Mais il n’y a pas que ça dans ce magnifique roman, sinon comment pourrais-je l’avoir lu et encore plus l’avoir aimé. Au-delà du sujet qui occupe notre personnage prinicpal, il y a les autres protagonistes qui tournent autour de lui et leurs vies, Dorinha la femme dont il tombe amoureux et qui sera l’objet de sa perte, puisqu’à travers elle, il va connaître la souffrance lui aussi, et d’une manière qu’il n’avait jamais soupçonné. Il va errer de cauchemar en cauchemar, le remords l’a rattrapé  et lui qui n’avait jamais eu peur commence à dépérir et à revoir ses victimes dans ses nuits insomniaques. Je ne dirai rien de plus, pour ne pas tout dévoiler, si ce n’est que Dorinha est bibliothécaire et qu’on parle aussi de livres et de culture dans ce roman  sombre, et de toutes les riches grandes familles matriarcales qui « sucent le sang des pauvres », car Heloneida Studart ne mâche pas ses mots.
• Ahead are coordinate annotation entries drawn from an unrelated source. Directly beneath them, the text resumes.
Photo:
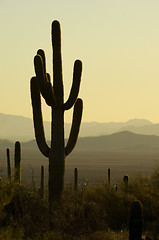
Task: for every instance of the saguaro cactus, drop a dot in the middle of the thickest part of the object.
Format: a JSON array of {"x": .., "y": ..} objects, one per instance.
[
  {"x": 75, "y": 179},
  {"x": 8, "y": 165},
  {"x": 42, "y": 183},
  {"x": 53, "y": 95},
  {"x": 135, "y": 222},
  {"x": 109, "y": 177},
  {"x": 17, "y": 160}
]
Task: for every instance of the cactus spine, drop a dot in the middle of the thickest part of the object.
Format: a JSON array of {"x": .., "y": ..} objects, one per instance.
[
  {"x": 42, "y": 183},
  {"x": 8, "y": 165},
  {"x": 17, "y": 160},
  {"x": 135, "y": 222},
  {"x": 75, "y": 179},
  {"x": 53, "y": 95}
]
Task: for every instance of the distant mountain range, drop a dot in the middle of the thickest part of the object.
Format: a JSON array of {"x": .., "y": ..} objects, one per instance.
[
  {"x": 125, "y": 141},
  {"x": 20, "y": 128}
]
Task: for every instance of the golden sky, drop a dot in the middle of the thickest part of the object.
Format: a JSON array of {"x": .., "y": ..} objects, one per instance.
[{"x": 117, "y": 41}]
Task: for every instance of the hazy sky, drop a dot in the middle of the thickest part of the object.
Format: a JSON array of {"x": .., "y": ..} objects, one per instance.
[{"x": 117, "y": 41}]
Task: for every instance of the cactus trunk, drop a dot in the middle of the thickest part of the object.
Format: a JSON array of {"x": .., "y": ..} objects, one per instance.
[
  {"x": 17, "y": 160},
  {"x": 8, "y": 165},
  {"x": 53, "y": 95},
  {"x": 56, "y": 156},
  {"x": 42, "y": 183}
]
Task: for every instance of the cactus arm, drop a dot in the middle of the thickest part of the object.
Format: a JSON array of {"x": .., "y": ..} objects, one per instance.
[
  {"x": 75, "y": 85},
  {"x": 77, "y": 116},
  {"x": 57, "y": 63},
  {"x": 37, "y": 116},
  {"x": 46, "y": 88}
]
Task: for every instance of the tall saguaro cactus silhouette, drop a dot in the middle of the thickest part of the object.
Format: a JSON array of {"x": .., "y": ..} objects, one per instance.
[{"x": 53, "y": 95}]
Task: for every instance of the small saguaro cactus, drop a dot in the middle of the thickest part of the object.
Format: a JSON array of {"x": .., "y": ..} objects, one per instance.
[
  {"x": 109, "y": 177},
  {"x": 53, "y": 95},
  {"x": 125, "y": 181},
  {"x": 135, "y": 221},
  {"x": 8, "y": 165},
  {"x": 17, "y": 160},
  {"x": 42, "y": 183},
  {"x": 75, "y": 179}
]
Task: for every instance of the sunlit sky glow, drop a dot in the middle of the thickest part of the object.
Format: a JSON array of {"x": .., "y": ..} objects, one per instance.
[{"x": 117, "y": 41}]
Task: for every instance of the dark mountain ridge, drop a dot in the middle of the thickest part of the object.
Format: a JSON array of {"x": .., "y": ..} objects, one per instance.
[{"x": 20, "y": 128}]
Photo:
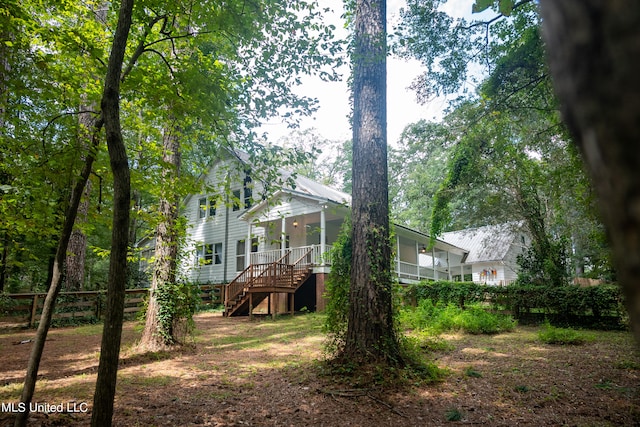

C’est un roman clairement engagé et volontairement politique. On ne peut pas ne pas voir les vérités que cette fine romancière dénonce simplement mais avec force. Le livre est également imprégné de toute la culture brésilienne paysanne pauvre, elle nous décrit le sertão, ses coutumes, croyances et superstitions. Elle nous parle du pouvoir de la religion, des couvents, des règles familiales, les femmes ou plutôt les mères et grands-mères sont terribles parfois, les filles sont tenues, tout est dit, je m’arrête là… A lire absolument, rien n’y est gratuit.

STUDART, Heloneida. Le bourreau. Les Allusifs, 2007. 344 p.